Shinola Built It and They Came

March 23, 2014 Updated: February 10, 2016

In the words of Dr. Seuss, “Unless someone like you cares a whole awful lot, nothing is going to get better. It’s not.” They may not be the exact words that inspired Shinola CEO Steven Bock, but it’s the same spirit behind the little company that is seeking to make big waves in the United States by manufacturing all its products in this country.

Shinola was originally a shoe polish company founded in 1907. Bock said they acquired the name in 2011 and in the same year launched the all new company. And although they still make shoe polish, it is the other product ranges that have set the brand onto the fast track to success.

The New York store in Tribeca is set out very much like a gallery, where watches, bicycles, and leather goods are displayed. The bicycles are suspended high up against the walls for maximum effect, and they are truly beautiful to behold. Then there are the quartz-powered watches with hand-crafted leather straps. They will be a mainstay among the company’s other product lines.

All the products have a 1950s and ’60s style, which Bock calls “the DNA of the brand.” The curated product line includes books that have been republished, men’s and women’s varsity jackets with leather sleeves and an enigmatic leather piggy bank which is currently sold out.

Aesthetic considerations aside, it is the way the products are made that gives the brand a far greater value.

In a nutshell, the intrinsic value of each Shinola product is also derived from its value to the community because it is manufactured in the United States.

This is also part of the reason the company chose Detroit as its base.

“Detroit remains a very iconic and very important city. It is a brand unto itself, it has an incredible heritage,” Bock said enumerating the various industries that have flourished in Detroit—automotive and music to name a couple.

“We feel it’s a fantastic city for us to set up our base given that we want to source anything we can from the United States,” said Bock, who splits his time between Detroit and New York.

The Shinola factory is housed in the College for Creative Studies (CCS), Detroit, the same place that initially housed the General Motors automotive design and development teams during the technological boom of the 1950s.

The company has a good relationship with the students and the faculty, to the degree that they sponsor classes, both from a product development as well as a marketing point of view. They offer internships that have already proven fruitful, with Shinola having hired two graduates.

It is clear from the marketing of Shinola that the company is also seeking to build a company culture that is a source of pride for the Detroit community, from which it has support.

“We are a very small company but I think it’s the message that is important. It’s less about the numbers, it’s more abut the message and the ambition,” said Bock.

By the sounds of it, Shinola is almost too good to be true. It is certainly in an enviable position, considering that many U.S. companies have opted to outsource their manufacturing in order to keep costs down. The secret seems to be keeping the production small, sourcing locally as much as possible, and investing in human capital.

The company only started retailing and wholesaling in June last year and it couldn’t keep up with demand. The Wright Brothers Limited Edition Runwell bike that retails at $2,950 is just about sold out and so are many of their watches, notably the women’s styles with handcrafted leather straps.

It’s certainly full steam ahead for Shinola with plans to open stores in Washington, Chicago, and Minneapolis this year. They have also set their sights on Europe with their products in the Parisian hip clothing and accessory concept store Colette, and plans to open Shinola stores in 2015.

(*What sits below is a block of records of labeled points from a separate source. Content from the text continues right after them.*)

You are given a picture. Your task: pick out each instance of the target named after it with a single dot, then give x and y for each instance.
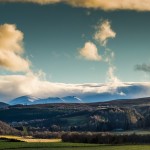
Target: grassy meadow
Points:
(68, 146)
(56, 144)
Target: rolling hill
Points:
(101, 116)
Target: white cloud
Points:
(111, 76)
(11, 49)
(13, 86)
(137, 5)
(90, 52)
(104, 32)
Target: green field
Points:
(67, 146)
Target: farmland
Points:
(67, 146)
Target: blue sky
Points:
(53, 35)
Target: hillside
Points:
(6, 129)
(104, 116)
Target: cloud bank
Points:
(143, 67)
(137, 5)
(104, 32)
(11, 49)
(90, 52)
(13, 86)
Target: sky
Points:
(72, 42)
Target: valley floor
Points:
(67, 146)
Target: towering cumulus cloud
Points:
(104, 32)
(138, 5)
(90, 52)
(11, 49)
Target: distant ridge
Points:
(3, 105)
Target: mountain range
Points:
(104, 93)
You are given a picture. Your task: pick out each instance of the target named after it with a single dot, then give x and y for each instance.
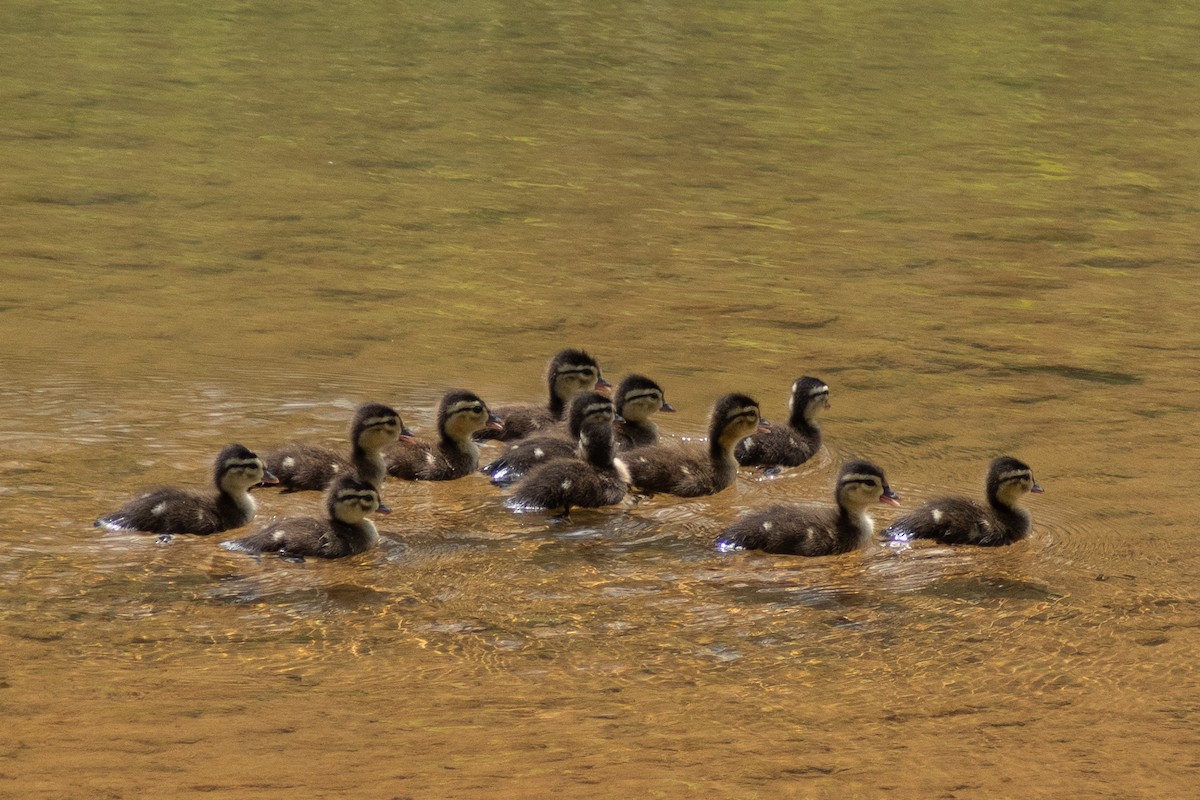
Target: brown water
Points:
(238, 221)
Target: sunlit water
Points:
(237, 222)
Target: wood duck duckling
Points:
(801, 530)
(637, 398)
(179, 511)
(693, 473)
(598, 480)
(959, 521)
(461, 414)
(347, 529)
(526, 453)
(570, 372)
(301, 467)
(793, 444)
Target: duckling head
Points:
(1009, 480)
(588, 407)
(637, 397)
(462, 413)
(861, 485)
(376, 426)
(571, 372)
(808, 401)
(238, 469)
(351, 500)
(735, 417)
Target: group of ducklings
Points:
(585, 447)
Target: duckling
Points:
(801, 439)
(688, 473)
(301, 467)
(959, 521)
(637, 398)
(801, 530)
(460, 415)
(179, 511)
(570, 372)
(567, 482)
(346, 531)
(525, 453)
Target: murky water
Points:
(238, 221)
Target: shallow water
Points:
(239, 222)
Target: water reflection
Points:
(239, 223)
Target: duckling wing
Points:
(167, 511)
(303, 467)
(672, 469)
(953, 521)
(565, 483)
(297, 536)
(790, 530)
(525, 455)
(775, 447)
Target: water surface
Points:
(237, 222)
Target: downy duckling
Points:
(346, 531)
(799, 530)
(179, 511)
(690, 473)
(570, 372)
(526, 453)
(301, 467)
(959, 521)
(568, 482)
(637, 398)
(801, 439)
(460, 415)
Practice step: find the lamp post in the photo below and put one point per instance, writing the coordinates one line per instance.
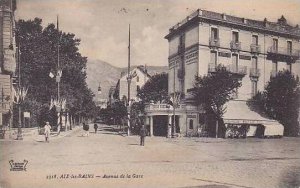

Despite the serious intent behind the company’s rapid growth and manufacturing ethic, CEO Steve Bock insists that being a young company, there is room for creative fun: “There’s no ego in what we’re trying to do. We have our feet on the ground. But there is, in all of our marketing, an irreverent sense of humor; from that standpoint we don’t want to take ourselves too seriously, but we are here to be successful.”

To illustrate, Bock recounts how they had struggled to find a name for one of the watch styles. He threw the proverbial gauntlet to his team who were in Basel at the Baselworld trade fair last year. He declared that the first person to walk into the Shinola booth will have their name adopted for the style of the watch. As it happened, the person who walked in was Victoria Gomelsky, the editor-in-chief of the New York City-based jewelry trade publication JCK who specializes in jewelry and watch writing.

Bock kept his word and thus the Detroit-built watch with Argonite 1069 quartz movement, hand-assembled from 46 Swiss-made components has come to be known as “The Gomelsky.”

And just what did Victoria Gomelsky think of the watch? In her blog of May last year she wrote about the incident in Basel and concluded that “the authentic quality permeates the entire brand” with the packaging being “stylish and yet totally accessible—like the best parts of America itself.”